L'idée serait que les Ethnokids apportent leur contribution dans
leur propre langue, et qu'il y ait un système de passerelles linguistiques
pour permettre aux enfants de se comprendre à travers des outils
tels que des corpus de vocabulaire. Ce serait alors un bon outil
de découverte et d'initiation aux langues étrangères.

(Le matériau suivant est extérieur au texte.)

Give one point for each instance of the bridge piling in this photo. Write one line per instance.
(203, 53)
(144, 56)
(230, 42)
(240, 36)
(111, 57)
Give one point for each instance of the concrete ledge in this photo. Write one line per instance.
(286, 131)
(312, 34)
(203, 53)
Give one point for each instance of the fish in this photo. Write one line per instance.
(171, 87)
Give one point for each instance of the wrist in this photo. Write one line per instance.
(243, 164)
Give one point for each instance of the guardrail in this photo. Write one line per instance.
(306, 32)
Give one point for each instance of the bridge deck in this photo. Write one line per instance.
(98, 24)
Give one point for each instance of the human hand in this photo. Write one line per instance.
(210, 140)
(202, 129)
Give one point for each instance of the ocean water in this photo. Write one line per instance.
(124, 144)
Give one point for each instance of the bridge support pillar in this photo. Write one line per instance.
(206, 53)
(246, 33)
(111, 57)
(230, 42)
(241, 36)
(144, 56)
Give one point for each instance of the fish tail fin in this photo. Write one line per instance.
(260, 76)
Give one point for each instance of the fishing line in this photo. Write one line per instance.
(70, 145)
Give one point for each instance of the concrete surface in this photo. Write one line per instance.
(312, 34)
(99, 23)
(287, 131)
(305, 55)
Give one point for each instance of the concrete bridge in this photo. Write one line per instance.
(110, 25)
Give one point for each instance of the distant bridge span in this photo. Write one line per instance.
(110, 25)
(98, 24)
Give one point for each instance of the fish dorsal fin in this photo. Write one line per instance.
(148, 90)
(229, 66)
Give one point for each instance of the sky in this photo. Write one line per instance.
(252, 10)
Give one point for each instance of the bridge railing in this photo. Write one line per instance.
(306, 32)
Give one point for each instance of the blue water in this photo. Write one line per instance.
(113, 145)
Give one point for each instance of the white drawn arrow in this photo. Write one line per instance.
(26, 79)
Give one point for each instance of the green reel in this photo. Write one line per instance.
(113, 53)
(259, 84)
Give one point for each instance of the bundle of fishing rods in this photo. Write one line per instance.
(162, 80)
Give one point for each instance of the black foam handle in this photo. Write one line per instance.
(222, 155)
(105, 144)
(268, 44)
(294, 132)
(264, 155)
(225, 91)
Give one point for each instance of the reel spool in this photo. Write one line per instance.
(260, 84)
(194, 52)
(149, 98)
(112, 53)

Chantal de Bruycker : Cette année, nous avons pu faire évoluer le
site, hier statique, vers un site dynamique, et lui adjoindre une
messagerie interne, de sorte que toutes les classes peuvent communiquer
entre elles. Nous essayons de réagir avec le regard de l'ethnologue,
d'approfondir, voire de relancer. Par Internet, nous avons aussi
avec les enseignants des rapports très étroits, même si évidemment
nous n'avons guère les moyens d'aller les voir. Malgré cela, nous
avons pu organiser des rencontres par visioconférence. Ainsi à l'occasion
des Netdays 2000, les Ethnokids de Sarcelles ont pu rencontrer,
à la Villette, ceux de Trélex, en Suisse. Pour les gamins comme
pour nous, c'était assez émouvant de se voir par technologie interposée
après avoir travaillé ensemble sans se
connaître !
Avez-vous d'autres évolutions en vue
?
Chantal de Bruycker : Pour la rentrée
prochaine, nous allons tenter de mettre à la disposition des enseignants
un certain nombre de ressources documentaires ; nous avons commencé
avec quelques textes d'ethnologues sur la culture kanak, pour l'école
de Touho, en Nouvelle-Calédonie. Mais en réalité il y a un fond
documentaire très riche sur la ville, l'ethnologie urbaine, etc.,
qu'il sera bon de mettre à profit. Dans le même ordre d'idées, nous
avons l'ethnodico qui recense des termes ou des notions qui peuvent
poser problème et qui ont été rédigés à partir des contributions
des enfants.
Est-ce que, en tant qu'ethnologue,
vous sentez des différences de comportement entre des classes venues
de pays si différents et auxquelles il est demandé un travail similaire
?
Chantal de Bruycker : Pas vraiment.
Ce que je ressens plutôt c'est plutôt
l'énorme motivation de tous à communiquer avec les autres. Par contre,
les enfants des milieux urbains ont parfois tendance à considérer
leur environnement comme absolument banal, sans rien trouver à en
dire en somme. Cela dépend évidemment de l'attitude des enseignants,
et c'est un des intérêts du projet que de montrer aux gamins de
Sarcelles, par exemple, que leur mode de vie n'a évidemment rien
de banal pour les élèves de Nouvelle-Calédonie ou de Shanghai, et
qu'il est aussi intéressant ! Là encore, cette mise en perspective
est constructive.
Propos recueillis par Sylvain Jouty, Aphania.